It is worth noting, however, that scammers and fraudsters are also gearing up to cash in on this period with the hopes of fleecing unsuspecting shoppers.

“We have to be on the lookout for dodgy deals and be smart when it comes to prices that seem ‘too good to be true’. Unfortunately, more online shopping activity means more opportunities for cybercrimes to take place,” explained Cyber security expert and GoldPhish CEO, Dan Thornton.

Thornton also shared six tips to help you avoid shopping scams this Black Friday, Cyber Monday and holiday season:

1. If a deal is too good to be true, it probably is.

“Of course, Black Friday is all about discounts you can’t get at any time of the year, but don’t let that cloud your common sense.

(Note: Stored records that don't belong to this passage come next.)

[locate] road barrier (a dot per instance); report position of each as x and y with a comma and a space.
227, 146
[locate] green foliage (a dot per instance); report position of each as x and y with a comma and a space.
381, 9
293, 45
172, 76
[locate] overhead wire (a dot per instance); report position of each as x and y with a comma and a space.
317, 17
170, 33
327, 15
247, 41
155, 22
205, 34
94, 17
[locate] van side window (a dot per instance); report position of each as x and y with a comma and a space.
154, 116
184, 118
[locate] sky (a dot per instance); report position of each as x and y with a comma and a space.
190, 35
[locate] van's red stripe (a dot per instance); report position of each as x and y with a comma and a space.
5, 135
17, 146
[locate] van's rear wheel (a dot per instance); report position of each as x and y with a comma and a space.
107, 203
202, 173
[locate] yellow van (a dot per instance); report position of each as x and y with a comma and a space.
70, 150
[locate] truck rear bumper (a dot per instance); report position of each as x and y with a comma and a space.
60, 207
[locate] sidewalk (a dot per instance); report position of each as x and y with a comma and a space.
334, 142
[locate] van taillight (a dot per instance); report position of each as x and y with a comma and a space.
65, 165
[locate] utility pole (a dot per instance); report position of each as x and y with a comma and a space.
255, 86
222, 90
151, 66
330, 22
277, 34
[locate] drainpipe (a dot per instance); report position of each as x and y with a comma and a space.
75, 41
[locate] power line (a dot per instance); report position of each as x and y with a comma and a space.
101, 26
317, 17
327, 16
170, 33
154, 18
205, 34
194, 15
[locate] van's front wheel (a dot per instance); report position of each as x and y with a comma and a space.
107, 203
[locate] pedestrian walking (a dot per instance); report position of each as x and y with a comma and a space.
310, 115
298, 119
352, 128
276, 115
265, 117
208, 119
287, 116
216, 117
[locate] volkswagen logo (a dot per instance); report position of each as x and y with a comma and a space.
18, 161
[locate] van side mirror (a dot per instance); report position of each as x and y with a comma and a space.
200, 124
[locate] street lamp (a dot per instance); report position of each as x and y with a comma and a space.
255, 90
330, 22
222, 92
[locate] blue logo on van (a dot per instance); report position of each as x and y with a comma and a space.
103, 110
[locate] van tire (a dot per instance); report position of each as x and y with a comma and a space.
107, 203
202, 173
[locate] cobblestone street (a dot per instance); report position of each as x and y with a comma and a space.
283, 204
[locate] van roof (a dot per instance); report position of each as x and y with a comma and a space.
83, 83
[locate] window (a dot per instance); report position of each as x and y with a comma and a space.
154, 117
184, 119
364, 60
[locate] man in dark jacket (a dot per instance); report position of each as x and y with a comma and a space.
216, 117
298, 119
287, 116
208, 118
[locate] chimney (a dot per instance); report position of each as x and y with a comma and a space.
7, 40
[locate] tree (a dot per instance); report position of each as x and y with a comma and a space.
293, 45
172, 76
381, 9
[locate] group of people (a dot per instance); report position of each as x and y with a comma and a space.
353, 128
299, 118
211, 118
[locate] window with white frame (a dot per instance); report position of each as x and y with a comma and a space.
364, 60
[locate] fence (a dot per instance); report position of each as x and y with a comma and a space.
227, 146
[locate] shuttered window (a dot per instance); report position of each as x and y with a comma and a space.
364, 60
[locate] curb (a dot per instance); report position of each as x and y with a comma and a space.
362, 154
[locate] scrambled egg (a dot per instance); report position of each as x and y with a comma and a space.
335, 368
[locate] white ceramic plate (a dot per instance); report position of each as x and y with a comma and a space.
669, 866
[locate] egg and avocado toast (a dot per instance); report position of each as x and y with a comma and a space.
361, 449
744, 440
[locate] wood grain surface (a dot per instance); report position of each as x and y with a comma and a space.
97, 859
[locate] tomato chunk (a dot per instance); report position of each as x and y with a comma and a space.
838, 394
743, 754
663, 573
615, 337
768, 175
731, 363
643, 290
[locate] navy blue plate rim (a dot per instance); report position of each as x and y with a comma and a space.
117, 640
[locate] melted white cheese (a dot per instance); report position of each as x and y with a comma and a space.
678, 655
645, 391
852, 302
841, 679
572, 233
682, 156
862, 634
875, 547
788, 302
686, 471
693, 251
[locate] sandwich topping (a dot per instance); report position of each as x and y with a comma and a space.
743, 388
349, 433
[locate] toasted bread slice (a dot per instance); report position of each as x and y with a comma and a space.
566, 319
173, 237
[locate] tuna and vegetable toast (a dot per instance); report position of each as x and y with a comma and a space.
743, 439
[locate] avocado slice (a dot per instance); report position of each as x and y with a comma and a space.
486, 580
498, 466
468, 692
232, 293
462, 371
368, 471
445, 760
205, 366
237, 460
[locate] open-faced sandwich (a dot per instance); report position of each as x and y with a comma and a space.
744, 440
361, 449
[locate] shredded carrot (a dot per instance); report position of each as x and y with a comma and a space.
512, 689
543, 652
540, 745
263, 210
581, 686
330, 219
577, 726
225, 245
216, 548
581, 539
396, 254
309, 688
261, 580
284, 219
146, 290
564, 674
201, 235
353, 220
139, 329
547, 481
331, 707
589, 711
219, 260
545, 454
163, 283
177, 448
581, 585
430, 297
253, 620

If you’re unsure about a link or a voucher, or a price just seems too low, head over to the retailer’s site directly – if the deal is legitimate, it will be there,” advised Thornton.

2. Don’t give out any of your personal information.

According to Thornton, legitimate companies will never ask for you to share your bank details or passwords via text messages.

“If they’re an online retailer, they will be aware of the prevalence of scams and will confidently provide you with proof of their legitimacy.”

3. Treat social media marketplaces with extreme caution. 

“If you’re considering purchasing a product from a social media profile page, check how long the business has been around, how many followers it has, and whether the customer reviews come from real accounts,” advised Thornton.

4. Only sign off on secure payments.

“When entering your details into a website, make sure there is a little padlock symbol in the address bar,” said Thornton.

In addition, always check that the URL from the site you’re inputting details into begins with https:// as this signals that your data will be encrypted.

5. Only use credit cards.

This is because it is a lot easier for your bank to refund you if you’ve been scammed and you used a credit card to make the transaction.

Transferring money directly from your account or using a debit card can make the refund process much more difficult.

6. If you’ve been scammed, react immediately.

Your top priority is to contact your bank.

Your credit cards must be replaced, and you must change your security details on your bank accounts. In addition, you need to be quick about resetting passwords and maximising the security settings on your online shopping accounts.